Accolades for a master craftsman
Further to the piece on the Patullo stone wall on Mississauga Road (A Fine Old Wall Restored, Summer ’10):
I had the pleasure of meeting Andrew Loudon, chief certifier of Britain’s Dry Stone Walling Association, at a workshop at Credit Valley Quarries on behalf of the fledgling Dry Stone Guild of Canada. I was observing rather than participating and I was amazed to watch a group of neophytes throw up a twenty-five-foot stretch of a five-foot high wall over a mere two days! Gorgeous piece of work!
Andrew and I got to talking and he told me his opinion of Mike Schenk’s work on the Patullo wall: It’s brilliant! Mike is brilliant!
It doesn’t follow some of the rules used in building new dry stone walls (many of the stones appear to have been placed on the vertical rather than horizontal, the latter orientation providing greater stability and strength), but as a restoration Andrew felt it is wonderfully true to the original and matches the best work he’s seen in Britain.
He was also fascinated by the use of cedar shims, a technique he’d never seen before, either in the UK or Europe. Whereas Mike seemed to think the cedar had been used for levelling, Andrew thought it was more likely for stability, instead of through-stones.
Regardless, he was mightily impressed with Mike’s craftsmanship, and photos of Caledon’s heritage-designated wall will now become part of his various presentations on dry stone walls. So, accolades from the very top of the profession! The wall not only looks great, it is great.
Heritage Officer, Town of Caledon
My sincere gratitude to Michele Green for her article on our dance group (Dancing on the Edge, Summer ’10). She is an amazing writer. The piece is full of sincerity and authenticity (a reflection of the author).
Thanks so much for being interested in what our little collective is trying to do. I especially loved Michele’s note at the end – that she “applauds” us. That means a lot coming coming from Michele, a professional dancer and choreographer.
No 6 Collective, Orangeville
Once again, In the Hills has set me thinking, as I sense that the rural lifestyle of Caledon, which I love, is still under attack. Here are some observations on topics which I have not yet seen subject to rational debate.
In (Imagining the Future Summer ’10), Jeff Rollings raises the issue of low voter turnout at elections, which have traditionally been the means by which the population can express its approval (or otherwise) of the government.

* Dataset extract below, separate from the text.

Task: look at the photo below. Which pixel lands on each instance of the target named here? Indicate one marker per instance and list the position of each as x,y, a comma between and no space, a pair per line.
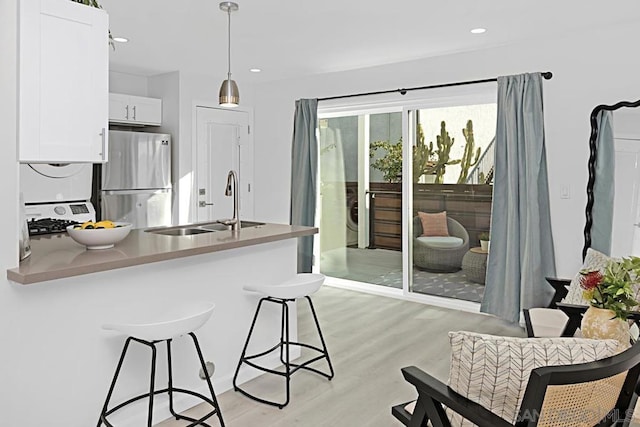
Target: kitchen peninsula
147,276
57,256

The failure of this democratic process is the reason for the emergence of concerned citizens groups, largely unco-ordinated, which does not help much. I would like to attempt an explanation for this state of affairs.
The voting process has become so unfriendly that I am no longer prepared to have anything to do with it. When I moved into this area twenty years ago, voting was a pleasurable occasion. I knew some of the registering staff, caught up with the local gossip, they checked me off in their big book, and that was that. Last time, I was asked for two pieces of photo i.d., so I walked out, and will never, ever return.
On the provincial and federal levels, there is absolutely no point in voting at all. With a few shining exceptions, I find them all self-serving liars, and I’m surprised that anyone turns out!
Finally, I don’t see why anything should change. People come to live here because they like it. I cannot imagine any other reason. There’s no public transport, the postal service is totally dysfunctional, and so on. But that’s all a small price to pay for the beauty and tranquility of the countryside.